En nuestra comunidad autónoma, los registros del Servicio Andaluz de Empleo (SAE) mediante su plataforma de análisis Argos indicaron que en junio de 2026 el paro en el grupo de mayores de 44 años experimentó un descenso de 5.410 personas, un 1,74%. Con el propósito de afianzar esta mejora y aportar un auxilio efectivo, la Junta de Andalucía ofrece diferentes herramientas de apoyo destinadas a este colectivo:
- Planes de asesoramiento y orientación profesional individualizada en la red de oficinas del SAE.
- Las ayudas económicas del programa Emplea-T destinadas a fomentar la contratación indefinida de mayores de 45 años.

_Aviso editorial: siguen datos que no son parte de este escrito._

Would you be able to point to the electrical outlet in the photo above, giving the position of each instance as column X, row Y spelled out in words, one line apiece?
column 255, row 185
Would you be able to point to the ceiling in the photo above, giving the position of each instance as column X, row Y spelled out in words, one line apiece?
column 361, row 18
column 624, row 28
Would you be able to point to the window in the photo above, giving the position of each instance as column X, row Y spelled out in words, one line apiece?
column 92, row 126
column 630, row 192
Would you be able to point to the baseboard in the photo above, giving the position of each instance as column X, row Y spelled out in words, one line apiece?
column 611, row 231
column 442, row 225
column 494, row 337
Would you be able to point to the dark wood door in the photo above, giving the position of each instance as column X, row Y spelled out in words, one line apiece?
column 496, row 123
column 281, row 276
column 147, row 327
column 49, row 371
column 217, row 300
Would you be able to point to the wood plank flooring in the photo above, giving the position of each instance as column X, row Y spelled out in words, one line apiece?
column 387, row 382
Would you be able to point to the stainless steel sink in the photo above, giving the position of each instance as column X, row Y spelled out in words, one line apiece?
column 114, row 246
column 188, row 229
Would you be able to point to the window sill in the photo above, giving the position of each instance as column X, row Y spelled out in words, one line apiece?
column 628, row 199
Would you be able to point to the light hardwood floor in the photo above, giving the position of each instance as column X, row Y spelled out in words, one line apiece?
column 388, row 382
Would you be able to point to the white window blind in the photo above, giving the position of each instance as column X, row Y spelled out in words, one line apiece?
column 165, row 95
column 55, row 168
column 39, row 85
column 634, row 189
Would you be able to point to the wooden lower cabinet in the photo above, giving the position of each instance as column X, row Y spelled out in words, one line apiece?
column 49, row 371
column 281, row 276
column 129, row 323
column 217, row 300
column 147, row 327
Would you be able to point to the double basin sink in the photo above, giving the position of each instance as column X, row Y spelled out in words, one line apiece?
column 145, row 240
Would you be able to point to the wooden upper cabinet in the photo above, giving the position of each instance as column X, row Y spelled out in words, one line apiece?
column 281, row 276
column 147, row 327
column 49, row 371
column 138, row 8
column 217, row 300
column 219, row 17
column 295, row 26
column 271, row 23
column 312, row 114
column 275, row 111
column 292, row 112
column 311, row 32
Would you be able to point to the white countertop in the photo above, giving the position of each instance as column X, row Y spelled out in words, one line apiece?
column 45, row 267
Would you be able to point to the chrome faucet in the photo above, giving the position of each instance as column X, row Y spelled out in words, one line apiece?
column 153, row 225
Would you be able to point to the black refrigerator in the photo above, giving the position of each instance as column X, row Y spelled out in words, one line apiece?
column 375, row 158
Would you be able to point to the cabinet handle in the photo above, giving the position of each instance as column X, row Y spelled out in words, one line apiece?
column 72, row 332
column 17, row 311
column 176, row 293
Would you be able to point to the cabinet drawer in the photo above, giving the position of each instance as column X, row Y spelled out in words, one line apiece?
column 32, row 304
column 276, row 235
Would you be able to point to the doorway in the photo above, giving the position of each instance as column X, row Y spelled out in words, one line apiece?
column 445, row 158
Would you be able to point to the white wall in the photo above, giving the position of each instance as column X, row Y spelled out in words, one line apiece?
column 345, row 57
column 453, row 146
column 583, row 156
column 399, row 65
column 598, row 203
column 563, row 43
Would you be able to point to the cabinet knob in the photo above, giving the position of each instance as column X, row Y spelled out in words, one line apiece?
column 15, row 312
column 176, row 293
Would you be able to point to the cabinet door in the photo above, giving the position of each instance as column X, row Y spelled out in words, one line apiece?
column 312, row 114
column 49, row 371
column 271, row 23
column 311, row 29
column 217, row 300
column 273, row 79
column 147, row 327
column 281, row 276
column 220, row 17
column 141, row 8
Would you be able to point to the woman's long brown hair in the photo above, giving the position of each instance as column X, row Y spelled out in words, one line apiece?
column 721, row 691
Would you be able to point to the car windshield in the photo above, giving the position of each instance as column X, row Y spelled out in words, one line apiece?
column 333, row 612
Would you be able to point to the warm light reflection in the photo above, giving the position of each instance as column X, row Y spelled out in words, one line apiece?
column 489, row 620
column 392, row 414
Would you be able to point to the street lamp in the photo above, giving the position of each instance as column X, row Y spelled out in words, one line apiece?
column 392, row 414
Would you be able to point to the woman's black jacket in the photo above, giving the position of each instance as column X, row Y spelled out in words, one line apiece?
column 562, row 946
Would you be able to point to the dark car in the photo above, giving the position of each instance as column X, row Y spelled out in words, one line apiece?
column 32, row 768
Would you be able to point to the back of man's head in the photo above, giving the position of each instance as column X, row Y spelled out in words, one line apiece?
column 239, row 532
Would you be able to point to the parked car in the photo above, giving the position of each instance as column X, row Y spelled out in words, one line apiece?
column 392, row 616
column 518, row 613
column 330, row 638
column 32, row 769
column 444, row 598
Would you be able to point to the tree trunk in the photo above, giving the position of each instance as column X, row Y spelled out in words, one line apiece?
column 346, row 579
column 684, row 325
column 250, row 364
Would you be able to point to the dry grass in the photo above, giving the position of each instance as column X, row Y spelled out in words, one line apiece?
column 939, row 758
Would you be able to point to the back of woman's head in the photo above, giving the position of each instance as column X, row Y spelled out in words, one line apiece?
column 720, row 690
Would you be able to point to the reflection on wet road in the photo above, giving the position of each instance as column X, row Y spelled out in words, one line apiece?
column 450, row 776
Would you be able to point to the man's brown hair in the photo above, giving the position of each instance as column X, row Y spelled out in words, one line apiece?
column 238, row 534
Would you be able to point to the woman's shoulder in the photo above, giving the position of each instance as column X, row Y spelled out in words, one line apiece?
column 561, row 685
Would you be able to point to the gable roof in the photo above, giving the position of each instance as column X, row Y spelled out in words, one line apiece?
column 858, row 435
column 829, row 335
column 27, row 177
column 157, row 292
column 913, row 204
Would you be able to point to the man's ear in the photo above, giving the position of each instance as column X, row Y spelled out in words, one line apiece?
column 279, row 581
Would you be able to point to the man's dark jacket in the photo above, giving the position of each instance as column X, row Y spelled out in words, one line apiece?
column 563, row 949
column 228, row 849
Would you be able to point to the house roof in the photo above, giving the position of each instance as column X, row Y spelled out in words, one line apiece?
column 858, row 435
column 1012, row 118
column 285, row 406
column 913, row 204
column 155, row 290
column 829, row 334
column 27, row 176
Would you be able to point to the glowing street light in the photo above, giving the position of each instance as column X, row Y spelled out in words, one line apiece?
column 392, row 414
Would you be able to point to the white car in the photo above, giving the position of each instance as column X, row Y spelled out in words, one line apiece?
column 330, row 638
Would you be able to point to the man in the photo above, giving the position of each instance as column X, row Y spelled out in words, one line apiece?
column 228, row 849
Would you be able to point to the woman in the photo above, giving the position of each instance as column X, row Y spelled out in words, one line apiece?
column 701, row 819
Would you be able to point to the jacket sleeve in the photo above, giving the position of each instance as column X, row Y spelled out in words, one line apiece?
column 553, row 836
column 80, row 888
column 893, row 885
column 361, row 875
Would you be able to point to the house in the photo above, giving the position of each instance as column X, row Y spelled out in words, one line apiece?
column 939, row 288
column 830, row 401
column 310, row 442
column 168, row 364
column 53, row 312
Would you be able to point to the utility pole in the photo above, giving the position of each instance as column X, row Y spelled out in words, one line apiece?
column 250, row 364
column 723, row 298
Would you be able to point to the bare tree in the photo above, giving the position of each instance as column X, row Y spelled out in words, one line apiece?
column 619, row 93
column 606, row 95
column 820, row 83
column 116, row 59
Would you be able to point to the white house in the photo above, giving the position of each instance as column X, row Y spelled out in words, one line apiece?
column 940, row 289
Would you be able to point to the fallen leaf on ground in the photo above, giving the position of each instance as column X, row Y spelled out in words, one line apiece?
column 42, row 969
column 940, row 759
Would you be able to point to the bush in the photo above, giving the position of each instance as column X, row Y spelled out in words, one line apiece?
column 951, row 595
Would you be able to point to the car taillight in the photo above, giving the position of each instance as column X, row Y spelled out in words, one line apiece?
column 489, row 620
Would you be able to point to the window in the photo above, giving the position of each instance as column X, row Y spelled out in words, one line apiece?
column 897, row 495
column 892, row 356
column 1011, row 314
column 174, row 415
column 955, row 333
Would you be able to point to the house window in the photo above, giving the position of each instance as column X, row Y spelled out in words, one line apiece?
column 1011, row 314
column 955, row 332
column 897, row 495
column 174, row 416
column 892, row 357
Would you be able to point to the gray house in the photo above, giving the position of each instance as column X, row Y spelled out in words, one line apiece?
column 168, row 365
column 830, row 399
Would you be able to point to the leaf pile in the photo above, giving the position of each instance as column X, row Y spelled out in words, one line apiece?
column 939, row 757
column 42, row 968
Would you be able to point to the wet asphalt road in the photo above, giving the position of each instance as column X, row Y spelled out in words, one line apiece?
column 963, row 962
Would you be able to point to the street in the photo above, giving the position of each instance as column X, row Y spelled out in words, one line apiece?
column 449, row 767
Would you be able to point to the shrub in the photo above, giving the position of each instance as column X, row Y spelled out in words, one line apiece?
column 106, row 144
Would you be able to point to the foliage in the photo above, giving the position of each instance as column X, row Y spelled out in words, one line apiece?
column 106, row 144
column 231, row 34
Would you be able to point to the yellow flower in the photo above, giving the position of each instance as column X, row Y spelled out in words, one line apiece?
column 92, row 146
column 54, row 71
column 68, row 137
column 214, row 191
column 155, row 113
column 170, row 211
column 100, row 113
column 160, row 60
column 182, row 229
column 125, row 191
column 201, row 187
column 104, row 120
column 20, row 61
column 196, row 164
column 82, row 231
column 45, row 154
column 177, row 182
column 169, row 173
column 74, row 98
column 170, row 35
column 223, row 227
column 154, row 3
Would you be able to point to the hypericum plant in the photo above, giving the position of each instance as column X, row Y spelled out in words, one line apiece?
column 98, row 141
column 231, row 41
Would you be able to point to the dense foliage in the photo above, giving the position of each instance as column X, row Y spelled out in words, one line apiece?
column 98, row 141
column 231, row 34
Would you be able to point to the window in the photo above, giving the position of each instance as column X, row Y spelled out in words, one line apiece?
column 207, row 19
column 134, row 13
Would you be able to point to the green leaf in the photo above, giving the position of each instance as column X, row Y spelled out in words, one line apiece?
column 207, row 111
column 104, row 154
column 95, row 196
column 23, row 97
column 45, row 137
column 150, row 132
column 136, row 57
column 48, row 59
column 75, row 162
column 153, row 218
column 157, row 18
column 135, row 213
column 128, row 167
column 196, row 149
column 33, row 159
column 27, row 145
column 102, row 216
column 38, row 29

- Los proyectos de inserción laboral en el ámbito municipal integrados en la iniciativa Andalucía Activa.
Cuándo es posible jubilarse en España de forma ordinaria
Para los ciudadanos que afrontan un escenario complejo y vislumbran la etapa final de su vida profesional, resulta esencial conocer los plazos legales para el retiro. Durante el año 2026, la edad de jubilación ordinaria en el sistema español se sitúa en los 66 años y 10 meses si se cuenta con un periodo cotizado inferior a los 38 años y 3 meses.
Por contra, si el empleado acredita una trayectoria de cotización equivalente a 38 años y 3 meses o más, la edad de jubilación se establece en los 65 años, según las directrices vigentes de la Seguridad Social. Estas alternativas facilitan que los trabajadores organicen su salida del mercado laboral con las mayores certezas económicas posibles. ¿Seremos capaces de estructurar un mercado de trabajo que priorice la experiencia acumulada frente a los costes de contratación?